We often find ideas for blog posts in group emails sent by colleagues looking for help with an issue raised by a client. This one from a few weeks ago seemed pretty typical: “My client is looking for strategies to make health care more affordable for low-income employees. If you have examples, please share.” What wasn’t typical was the volume of responses. More than a dozen busy consultants took the time to reply, usually beginning with some variation of the line, “This is a really important issue for my client too.” We’ll be summarizing what was shared in these emails in a series of posts over the next few weeks.
But first, to help frame the issue, we went to our National Survey database to see what we could learn about the financial burden that health insurance and healthcare expenses place on low-wage employees. We divided the survey respondents into quartiles (four roughly equal groups) based on average employee pay. In the bottom quartile, the average salary for full-time employees was less than $48,000 in 2016; in the top quartile, the average salary was $80,000 or more. Turnover is significantly higher in the low-wage group (34% vs. 13%), which includes more employers in retail, hospitality, and other industries characterized by low pay and high turnover. (See below for more detail about the groups.)
Here are some of the key differences in health benefits between the two groups. In the low-wage group:
- Average PPO deductibles are nearly double those in the high-wage group: about $1,200 vs. $600 for an individual, and about $2,650 vs. $1,350 for a family.
- HSA-eligible plans are less common (48% of employers offer one, vs. 83% in the high-wage group) and enrollment is lower (21% of covered employees are enrolled in an HSA plan, vs. 33% in the high-wage group)
- Average HSA plan deductibles are higher: about $2,300 vs. $1,700 for individuals and $4,600 vs. $3,600 for families. Employer account contributions are somewhat less common in the low-wage group (76% compared to 84%), although the median amount of the employer account contribution is the same ($500 per individual for both groups).
- Despite higher out-of-pocket costs, employees in the low-wage group do not have lower paycheck deductions for coverage. In fact, for family coverage, premium contribution requirements are significantly higher. Average monthly PPO contributions for individual and family coverage in the low-wage group are $142 and $483, vs. $143 and $460 in the high-wage group, and HSA plan contributions for individual and family coverage are $91 and $336 in the low-wage group and $83 and $291 in the high-wage group.
- Plan cost is lower: average total health plan cost is $11,014 per employee vs. $14,655 in the high-wage group. An important contributing factor is that employees in the low-wage group are less likely to cover dependents (on average, 43% elect dependent coverage, compared to 60% in the high-wage group). In calculating per-employee cost, cost for covered employees and dependents is divided by the number of covered employees.
Employers in the low-wage group have taken steps to address the issue of healthcare affordability for their workers, while operating within business and budget realities. These employers are more likely than employers in the high-wage group to offer voluntary benefits to fill coverage gaps, such as critical illness or hospital indemnity coverage. They are slightly more likely to provide an onsite medical clinic, which can make accessing primary care more affordable as well as more convenient. They are also more likely to offer health coaching and targeted programs for diabetes management.

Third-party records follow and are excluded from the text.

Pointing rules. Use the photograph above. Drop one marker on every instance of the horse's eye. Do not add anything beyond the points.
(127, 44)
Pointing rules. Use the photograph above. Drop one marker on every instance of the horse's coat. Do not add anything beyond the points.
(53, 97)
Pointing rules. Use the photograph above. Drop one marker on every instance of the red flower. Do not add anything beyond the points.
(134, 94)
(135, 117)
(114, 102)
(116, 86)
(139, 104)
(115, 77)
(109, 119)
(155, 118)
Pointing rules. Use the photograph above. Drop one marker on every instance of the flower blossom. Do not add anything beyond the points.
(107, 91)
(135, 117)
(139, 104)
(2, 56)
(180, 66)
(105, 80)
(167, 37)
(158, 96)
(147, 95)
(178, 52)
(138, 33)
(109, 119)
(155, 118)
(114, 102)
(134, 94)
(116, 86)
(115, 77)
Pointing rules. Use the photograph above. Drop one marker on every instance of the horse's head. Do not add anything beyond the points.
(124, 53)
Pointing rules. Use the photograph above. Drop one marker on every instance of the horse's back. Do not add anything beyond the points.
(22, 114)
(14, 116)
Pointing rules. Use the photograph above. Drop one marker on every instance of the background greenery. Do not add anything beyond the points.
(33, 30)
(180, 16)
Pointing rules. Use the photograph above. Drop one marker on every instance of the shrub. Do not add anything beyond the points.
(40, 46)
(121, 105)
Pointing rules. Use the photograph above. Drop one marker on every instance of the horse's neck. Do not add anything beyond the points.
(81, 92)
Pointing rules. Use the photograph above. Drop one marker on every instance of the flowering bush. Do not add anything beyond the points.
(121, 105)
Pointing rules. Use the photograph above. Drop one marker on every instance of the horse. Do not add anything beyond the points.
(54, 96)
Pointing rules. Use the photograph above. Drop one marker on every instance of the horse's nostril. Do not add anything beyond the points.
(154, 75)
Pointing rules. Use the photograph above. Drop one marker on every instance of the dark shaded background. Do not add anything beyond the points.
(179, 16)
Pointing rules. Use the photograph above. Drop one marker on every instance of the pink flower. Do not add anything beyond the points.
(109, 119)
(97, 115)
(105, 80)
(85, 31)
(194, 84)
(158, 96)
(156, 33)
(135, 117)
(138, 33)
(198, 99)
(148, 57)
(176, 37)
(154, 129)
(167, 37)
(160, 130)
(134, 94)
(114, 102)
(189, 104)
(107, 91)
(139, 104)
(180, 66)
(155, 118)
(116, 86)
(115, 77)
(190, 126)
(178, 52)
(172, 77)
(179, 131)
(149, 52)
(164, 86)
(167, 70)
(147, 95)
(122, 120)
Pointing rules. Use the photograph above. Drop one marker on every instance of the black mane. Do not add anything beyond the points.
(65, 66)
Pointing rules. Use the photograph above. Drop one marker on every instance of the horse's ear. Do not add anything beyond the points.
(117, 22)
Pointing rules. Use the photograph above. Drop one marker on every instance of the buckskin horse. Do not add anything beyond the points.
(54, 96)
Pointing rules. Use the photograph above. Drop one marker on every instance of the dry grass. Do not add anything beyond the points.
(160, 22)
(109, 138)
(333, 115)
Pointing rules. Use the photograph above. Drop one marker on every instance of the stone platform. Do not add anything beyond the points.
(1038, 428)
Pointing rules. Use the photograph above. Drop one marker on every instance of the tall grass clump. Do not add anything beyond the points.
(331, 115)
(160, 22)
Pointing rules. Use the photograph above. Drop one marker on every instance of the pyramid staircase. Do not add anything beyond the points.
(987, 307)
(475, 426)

But clearly, as the email conversation among our colleagues showed, employers want to do more. We’ll be back with some ideas to share that could help your organization tackle this difficult but critical challenge.
About the analysis
An important caveat: In this analysis, organizations were grouped and compared based on average pay. However, virtually all organizations have a range of pay levels, meaning that there will be some low-wage employees at companies with high average pay and some highly paid employees at companies with low average pay. The analysis thus does not represent the experience of all low-paid or all high-paid employees. It illustrates the general relationship between benefit levels and compensation on an organizational level.
To minimize differences due to organization size, we limited the analysis to employers with 500 or more employees. Organizations with a low average salaries tend to be larger (average number of employees is about 14,000, compared to about 7,000 for the high-income group). There were demographic differences as well: employees in the low-wage group are younger (average age of 41 vs 44), more likely to be female (52% vs 40%) and more likely to be in a union (on average, 12% of employees are collectively bargained among employers in the low-wage group vs 6% of those in the high-wage group).